Explaining why the offense against The Church of Jesus Christ of Latter-day Saints fell short, Paul said that looking for solutions to the lack of dialogue between religions is what ultimately kept the majority of Mormons from being converted.
“I study missiology from the point of view of politics. So, I think it’s important for all of us to think about this question of how to adequately persuade someone,” Paul said. “ Missionaries who came to Utah found that they could not get a Mormon to listen to them unless the Mormon was convinced that he had a shot at them too.”
Paul added that he thinks the best approach to missionary work should be less one-sided preaching and more mutual understanding of religions and cultures.
“The future of missionary work is mutual missionary work. Imagine a Catholic and a Jew on TV, who both know greatly about each other’s religion,” Paul said. “Engaging with each other at that level, in a way that is so deeply respectful, it can happen and it needs to happen.”

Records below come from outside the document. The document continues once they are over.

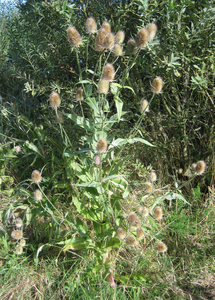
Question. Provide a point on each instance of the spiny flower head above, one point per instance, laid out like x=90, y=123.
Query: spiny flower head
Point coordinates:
x=106, y=27
x=100, y=39
x=91, y=26
x=38, y=196
x=161, y=247
x=157, y=85
x=200, y=167
x=144, y=106
x=108, y=72
x=131, y=241
x=73, y=36
x=16, y=234
x=121, y=233
x=79, y=96
x=54, y=100
x=133, y=220
x=142, y=38
x=152, y=29
x=103, y=86
x=158, y=213
x=117, y=50
x=19, y=250
x=131, y=47
x=36, y=177
x=119, y=37
x=109, y=41
x=101, y=145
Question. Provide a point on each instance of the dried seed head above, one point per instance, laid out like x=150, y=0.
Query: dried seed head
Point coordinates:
x=16, y=234
x=38, y=196
x=140, y=233
x=79, y=93
x=133, y=220
x=149, y=187
x=158, y=213
x=145, y=212
x=144, y=106
x=59, y=117
x=18, y=223
x=103, y=86
x=109, y=41
x=108, y=72
x=117, y=50
x=102, y=145
x=142, y=38
x=106, y=27
x=152, y=29
x=161, y=247
x=17, y=149
x=200, y=167
x=131, y=47
x=139, y=208
x=121, y=233
x=131, y=241
x=100, y=39
x=19, y=250
x=157, y=85
x=54, y=100
x=36, y=177
x=22, y=242
x=97, y=160
x=91, y=26
x=152, y=176
x=119, y=37
x=73, y=36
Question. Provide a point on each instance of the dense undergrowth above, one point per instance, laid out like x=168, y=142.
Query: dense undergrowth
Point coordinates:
x=105, y=194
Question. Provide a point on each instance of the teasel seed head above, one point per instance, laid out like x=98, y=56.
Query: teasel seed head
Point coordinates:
x=16, y=234
x=36, y=177
x=133, y=220
x=102, y=145
x=131, y=241
x=119, y=37
x=158, y=213
x=109, y=41
x=103, y=86
x=144, y=106
x=100, y=39
x=131, y=47
x=19, y=250
x=22, y=242
x=18, y=223
x=145, y=212
x=142, y=38
x=108, y=72
x=152, y=176
x=91, y=26
x=38, y=196
x=139, y=208
x=161, y=247
x=140, y=233
x=79, y=94
x=106, y=27
x=54, y=100
x=117, y=50
x=149, y=187
x=152, y=29
x=97, y=160
x=157, y=85
x=121, y=233
x=200, y=167
x=73, y=36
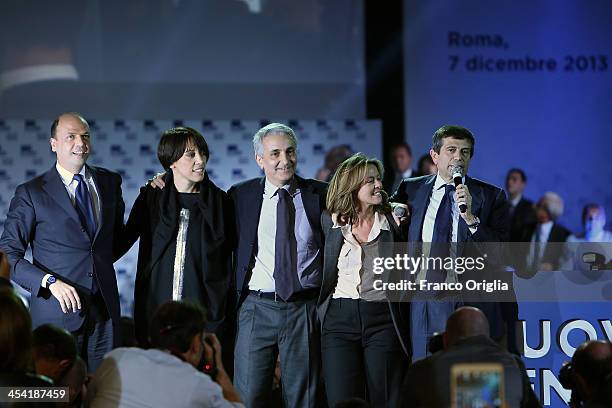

Layton Bethea, a junior exercise science major, is the co-president of the Interfaith Student Council. Bethea said that the process of bringing Paul to UVU was months in the making.
“One of our advisors, Blair Van Dyke, is really good friends with Randall. So he suggested we bring him in because of his unique interfaith work,” Bethea said. “Most times when you think of the word interfaith, you think ‘leave your religion at the door,’ but Randall provides a unique view of strengthening relationships with trust rather than simply agreeance.”
Junior literary studies major, Logan Jones is also a member of the Interfaith Student Council. Jones said that he sees the merit in Paul’s approach to religious diplomacy.
“I think that we can’t go into these dialogues expecting anybody to change their deepest beliefs,” Jones said. “Just expecting a mutual interest and a mutual belief between them is what his speech truly illustrated.”
Paul’s historical study of the mismanagement of religiously-influenced conflicts in America provides practical insight for today’s world where many political and social conflicts are heavily influenced by religion. With society being so troubled by religious conflicts between uncompromising opposites, that desire of mutually exclusive religious and political ends is a necessity in society today.